«Os cinquenta dias entre o Domingo da Ressurreição e o
Domingo de Pentecostes devem ser celebrados com alegria e júbilo, como se se
tratasse de um só e único dia festivo, como um grande Domingo» (dizem as Normas
Universais do Ano Litúrgico, n.º 22).
AS SETE SEMANAS DA PÁSCOA
A primeira das sete semanas é chamada Oitava da Páscoa (de 31 de março a 7 de abril)
O termo «oitava» refere-se ao oitavo dia após a festa de referência – neste caso é a Páscoa – e caracteriza-se por todo o período ser considerado
como uma só celebração prolongada. Ou seja, todos os dias da oitava da Páscoa são dia de Páscoa.
A segunda semana (de 7 a 13 de abril) começa com o Domingo da Divina Misericórdia, assim nomeado desde o ano 2000, por iniciativa do Papa São João Paulo II.
Antigamente era chamado «Domingo in Álbis» (ou seja, «Domingo vestido de branco»), porque, nesse
dia, os batizados na vigília pascal depunham a túnica branca do batismo.
Popularmente foi chamado «Pascoela», isto é, «Pequena Páscoa».
Entre o terceiro e o quarto Domingo da Páscoa (de 14 a 21 de abril) decorre a Semana de Oração pelas Vocações
Para uma vivência plena, sugere-se o acesso a Semana de Oração pelas Vocações 2024
A quarta semana da Páscoa (de 21 a 27 de abril) é marcada pelo Domingo do Bom Pastor
O nome deve-se à leitura neste domingo do capítulo 10 do Evangelho de São João, onde se encontra o discurso do bom pastor. Acede-se aqui: Evangelho segundo S. João, 10.
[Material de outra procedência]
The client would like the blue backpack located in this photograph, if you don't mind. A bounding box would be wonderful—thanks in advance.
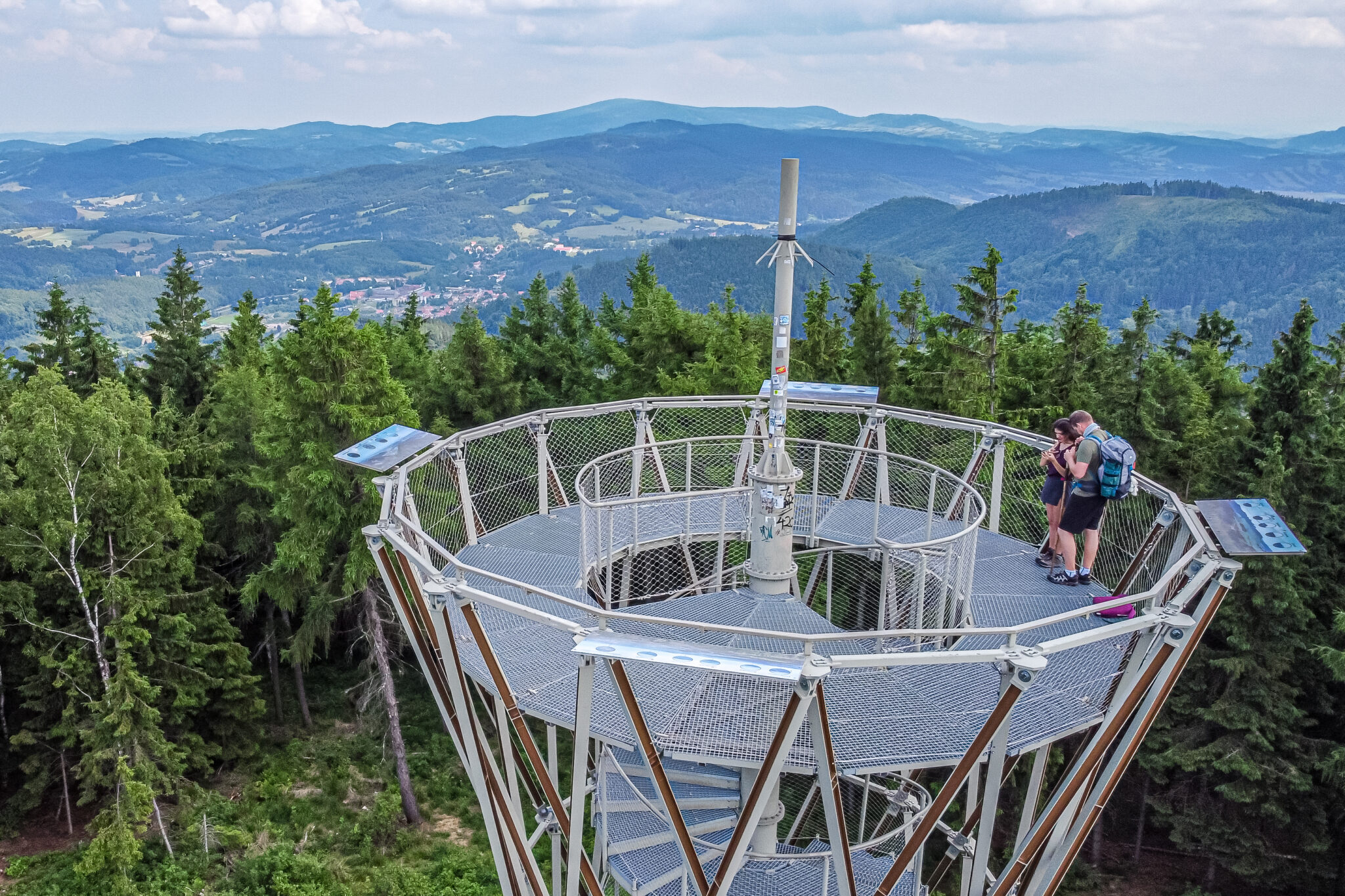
[1084,430,1136,500]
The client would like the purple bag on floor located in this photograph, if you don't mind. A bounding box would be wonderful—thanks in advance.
[1093,594,1136,619]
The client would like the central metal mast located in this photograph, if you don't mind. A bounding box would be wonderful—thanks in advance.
[747,158,812,594]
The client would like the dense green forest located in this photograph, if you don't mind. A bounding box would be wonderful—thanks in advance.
[0,247,1345,896]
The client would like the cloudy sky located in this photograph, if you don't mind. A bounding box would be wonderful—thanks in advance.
[0,0,1345,136]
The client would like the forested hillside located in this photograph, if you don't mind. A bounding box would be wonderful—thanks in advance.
[0,245,1345,896]
[540,181,1345,363]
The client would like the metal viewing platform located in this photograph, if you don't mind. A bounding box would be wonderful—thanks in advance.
[338,167,1258,896]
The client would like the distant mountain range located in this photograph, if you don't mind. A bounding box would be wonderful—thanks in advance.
[0,99,1345,360]
[8,99,1345,226]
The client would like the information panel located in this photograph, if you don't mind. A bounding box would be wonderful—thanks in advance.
[1196,498,1308,557]
[332,423,439,473]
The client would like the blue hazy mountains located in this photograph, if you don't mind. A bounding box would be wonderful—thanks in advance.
[8,99,1345,227]
[0,99,1345,360]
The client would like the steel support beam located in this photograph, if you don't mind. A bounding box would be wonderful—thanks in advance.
[970,672,1013,896]
[1111,508,1177,598]
[607,660,710,896]
[958,761,983,896]
[565,656,601,896]
[799,683,864,896]
[443,583,546,896]
[992,607,1210,896]
[1013,744,1050,849]
[1029,570,1233,896]
[988,437,1005,532]
[448,447,485,544]
[874,650,1046,896]
[709,675,819,896]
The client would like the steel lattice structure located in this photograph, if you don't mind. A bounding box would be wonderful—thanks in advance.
[352,160,1243,896]
[366,398,1237,896]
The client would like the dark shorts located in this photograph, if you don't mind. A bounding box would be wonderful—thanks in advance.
[1060,493,1107,534]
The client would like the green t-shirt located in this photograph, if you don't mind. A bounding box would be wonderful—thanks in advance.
[1074,423,1107,494]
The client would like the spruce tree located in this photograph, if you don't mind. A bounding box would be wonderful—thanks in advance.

O pastor não é só aquele que guia e conduz o rebanho. Ele é um companheiro de viagem que partilha com as suas ovelhas a sede, as longas caminhadas em busca dos melhores pastos, o calor do sol e as noites frias. O pastor é aquele que se sacrifica pelas suas ovelhas. O pastor é aquele que arrisca a sua vida pelas ovelhas.
O contexto do discurso de Jesus em que Se identifica com o bom pastor é uma polémica entre Ele e alguns líderes judaicos, que não eram verdadeiros pastores, pois só se preocupavam consigo próprios e não serviam, mas serviam-se do povo para os seus interesses.
Este ano, esta semana será particularmente vivida, por ocasião da peregrinação do Papa Francisco ao Santuário de Fátima.
A quinta semana da Páscoa (de 28 de abril a 4 de maio) desafia as comunidades cristãs
As leituras do V Domingo da Páscoa leva-nos a pensar nas muitas maneiras como podemos servir a comunidade.
Se escutarmos com atenção e meditarmos, surgirão inevitavelmente algumas perguntas na nossa mente: quantos são os membros ativos na nossa comunidade? Não haverá serviços que ninguém quer assumir? Porquê? Que colaboração tenho prestado? Que compromissos devo assumir para ser «pedra viva» do templo do Senhor?
A sexta semana da Páscoa (de 5 a 11 de maio) coloca-nos diante de Jesus Cristo como os atletas perante o seu treinador a escassos momentos de entrar em ação.
Diz Jesus no Evangelho: «Assim como o Pai Me amou, também Eu vos amei. Permanecei no meu amor. Se guardardes os meus mandamentos, permanecereis no meu amor, assim como Eu tenho guardado os mandamentos de meu Pai e permaneço no seu amor. Disse-vos estas coisas, para que a minha alegria esteja em vós e a vossa alegria seja completa. É este o meu mandamento: que vos ameis uns aos outros, como Eu vos amei. Ninguém tem maior amor do que aquele que dá a vida pelos amigos. Vós sois meus amigos, se fizerdes o que Eu vos mando. Já não vos chamo servos, porque o servo não sabe o que faz o seu senhor; mas chamo-vos amigos, porque vos dei a conhecer tudo o que ouvi a meu Pai. Não fostes vós que Me escolhestes; fui Eu que vos escolhi e destinei, para que vades e deis fruto e o vosso fruto permaneça. E assim, tudo quanto pedirdes ao Pai em meu nome, Ele vo-lo concederá. O que vos mando é que vos ameis uns aos outros» (Jo 15).
A sétima semana da Páscoa (de 12 a 18 de maio) começa com a Ascensão do Jesus e encerra com a
vinda do Espírito Santo, no Pentecostes.
Sinais da unidade do tempo pascal
A unidade dos 50 dias do Tempo Pascal é destacada pelo Círio Pascal,
que permanece aceso em todas as celebrações.
E a primeira leitura é sempre do livro dos Actos dos Apóstolos, que conta a história das primeiras comunidades cristãs.